A lot of problems with firearms are shooter induced.


----------



## denner (Jun 3, 2011)

Only the last resort would i send my 92 back to Beretta. I can pretty much change all the parts that need changing and I can drift my own sights. For example i'd bench rest the pistol first before sending it back and I'd replace the rear sight with a trijicon to see if that would bring the shot group up. In my experience my 92 was shooting low right off the bench, so I knew i had to drift the rear sight left which I did. Brought the shot group dead on target and up, at least that was my observation. Shoots bullet hole in bullet hole now. A copy of your purchase receipt? You would think they would have that info if you sent in your warranty?


----------



## Shipwreck (Jan 26, 2006)

You need to use sight picture 3 below (for a Beretta 92)

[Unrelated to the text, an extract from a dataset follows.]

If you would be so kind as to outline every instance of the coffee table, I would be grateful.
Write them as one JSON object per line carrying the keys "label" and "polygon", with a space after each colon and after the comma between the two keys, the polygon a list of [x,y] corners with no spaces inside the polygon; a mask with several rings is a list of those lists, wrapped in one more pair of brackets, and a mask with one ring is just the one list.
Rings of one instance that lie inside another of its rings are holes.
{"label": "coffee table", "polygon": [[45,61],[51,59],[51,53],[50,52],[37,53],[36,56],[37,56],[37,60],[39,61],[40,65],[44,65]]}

Don't waste the money for shipping ($50-$60 to ship a handgun) without shooting the gun from a rest. Years ago, I had a Hk USPc 9mm. i SWORE it shot low, until I put it on a sandbag rest - dead on.

Does it shoot low for everyone? Did you use sight picture 3?


----------



## USN52 (Jul 8, 2011)

Shipwreck and all,
Thanks for all the feed back, I should have explained what I have done a little better. This is what I have done:
1- Have tried different commercial ammo, also tried my reloaded bullets.
2- Have tried it on a gun rest, still shot low
3- Have let 2 range masters,( one shoots a 92FS) and they shoot low 
4- Shipwreck-- I have tried all three positions of the site positions you show. Mainly staying with Image 3, The only way to hit center target is to shoot 6 to 8 inches above the center.

At first I thought it was me, even thou I have shot automatics before I figured I needed to get use to the Beretta. As time went on and things did not improve, I started to investigate why? I looked for advice in this forum and also from people I trust on the range, but got no joy. I am not claiming to be an expert shooter, but I shoot well with other pistols ( 9mm, 40, 45).

I do most of my shooting at 25 yards, as I figure if I can shoot well at that distance, I can shoot well at a closer encounter. Thanks for all help.

Chuck


----------



## denner (Jun 3, 2011)

It's dawned on me the M9 has the stacked sights in which I'm unfamiliar.


----------



## denner (Jun 3, 2011)

I would think a replacement rear sight or the adjustable rear sight may be the answer.


----------



## USN52 (Jul 8, 2011)

Denner,
I agree with you about the rear site. Other than this problem, I really do like this gun alot. I will see what Beretta will do and take it from there. Thanks for the help.
Chuck


----------